Chris Meaney:  Siemens is working very closely with a number of partners to drive integrated solutions that provide maximum customer benefit. We work with our partners to ensure not only that they interoperate at a technical level but that our offerings complement theirs by providing unique features and functionality that benefits our customers. The SAP relationship we talked about earlier is a good example. Siemens also has a strong with 3Com, for instance, so that we can offer our customers best-of-breed networking products and intrusion prevention with their Tipping Point offerings.  Customer needs typically do not end at cut over. How is Siemens addressing the ongoing support requirements of your clients in multi-vendor environments?

Chris Meaney:  Siemens is one of the few integrators to provide a comprehensive set of services. We can guide our clients’ projects from the initial stages of creating a security policy through implementation and full lifecycle support or managed services.

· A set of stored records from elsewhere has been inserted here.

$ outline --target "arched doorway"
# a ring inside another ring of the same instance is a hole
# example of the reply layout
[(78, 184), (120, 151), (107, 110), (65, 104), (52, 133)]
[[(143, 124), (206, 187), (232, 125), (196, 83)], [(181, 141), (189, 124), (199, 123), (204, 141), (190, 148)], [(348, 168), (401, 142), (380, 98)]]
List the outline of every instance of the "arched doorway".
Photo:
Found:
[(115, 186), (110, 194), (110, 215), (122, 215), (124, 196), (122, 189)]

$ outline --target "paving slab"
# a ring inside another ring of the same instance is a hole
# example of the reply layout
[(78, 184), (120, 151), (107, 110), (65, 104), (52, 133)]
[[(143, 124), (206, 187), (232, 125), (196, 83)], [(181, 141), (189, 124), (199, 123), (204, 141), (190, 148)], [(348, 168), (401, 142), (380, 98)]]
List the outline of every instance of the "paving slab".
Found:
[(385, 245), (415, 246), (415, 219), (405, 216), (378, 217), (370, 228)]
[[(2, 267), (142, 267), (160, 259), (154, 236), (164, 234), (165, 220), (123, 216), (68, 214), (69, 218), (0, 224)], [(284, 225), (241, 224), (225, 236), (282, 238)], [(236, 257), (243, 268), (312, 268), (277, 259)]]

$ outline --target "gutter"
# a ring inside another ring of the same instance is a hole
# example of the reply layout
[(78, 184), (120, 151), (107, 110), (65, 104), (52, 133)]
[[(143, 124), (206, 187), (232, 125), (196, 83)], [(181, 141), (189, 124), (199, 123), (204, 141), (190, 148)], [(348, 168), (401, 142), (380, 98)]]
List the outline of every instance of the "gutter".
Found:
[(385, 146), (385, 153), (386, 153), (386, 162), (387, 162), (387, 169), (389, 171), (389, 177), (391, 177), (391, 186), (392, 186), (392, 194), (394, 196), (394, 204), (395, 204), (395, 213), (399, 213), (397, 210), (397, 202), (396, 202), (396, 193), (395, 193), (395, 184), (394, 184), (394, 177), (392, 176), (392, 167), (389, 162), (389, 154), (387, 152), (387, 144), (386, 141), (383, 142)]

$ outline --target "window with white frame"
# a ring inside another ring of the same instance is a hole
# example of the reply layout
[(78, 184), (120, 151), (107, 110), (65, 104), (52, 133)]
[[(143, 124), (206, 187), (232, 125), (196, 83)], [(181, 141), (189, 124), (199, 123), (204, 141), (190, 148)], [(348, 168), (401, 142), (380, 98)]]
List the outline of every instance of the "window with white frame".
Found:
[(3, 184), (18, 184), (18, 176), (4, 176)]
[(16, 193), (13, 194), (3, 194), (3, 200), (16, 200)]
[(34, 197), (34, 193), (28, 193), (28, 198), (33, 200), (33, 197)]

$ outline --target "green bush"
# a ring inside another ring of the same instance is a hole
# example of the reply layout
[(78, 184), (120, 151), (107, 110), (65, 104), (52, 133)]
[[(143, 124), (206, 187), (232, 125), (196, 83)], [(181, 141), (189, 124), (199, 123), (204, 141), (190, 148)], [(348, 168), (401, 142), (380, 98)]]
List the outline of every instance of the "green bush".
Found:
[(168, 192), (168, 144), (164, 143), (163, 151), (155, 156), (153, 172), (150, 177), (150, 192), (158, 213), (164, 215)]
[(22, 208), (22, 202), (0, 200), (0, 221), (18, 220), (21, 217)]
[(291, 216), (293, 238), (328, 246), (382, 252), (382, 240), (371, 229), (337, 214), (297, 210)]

Our customers do not have to be experts in security to benefit from the advanced solutions – that’s our job. We allow our customers to stay focused on their core businesses.  Security concerns have hampered the full deployment of wireless networks. How is Siemens helping it customer address the security issues so that they can realize the full business benefits of mobility? 

Chris Meaney:  The ability to access corporate information from anywhere at any time without information overload can have a huge business impact. Unfortunately, many organizations have been reluctant to implement these mobility solutions for fear that unauthorized users will also be able to access corporate information.  To secure the wireless domain, we recently announced the HiPath Wireless Manager Advanced which provides state of the art wireless IPS protection. But it can’t end there. We also ensure the authenticity of the user by implementing strong authentication and role-based access control and we can quarantine any out of policy users. With these security controls in place, organizations can realize the benefits of mobility – knowing that only authorized users have access and only to the appropriate resources.  Thank you very much for your time today, Chris. It was very interesting to see how Siemens is approaching the security market.

Chris Meaney:  No problem, thank you for inviting us and letting us share our thoughts and experience on the subject.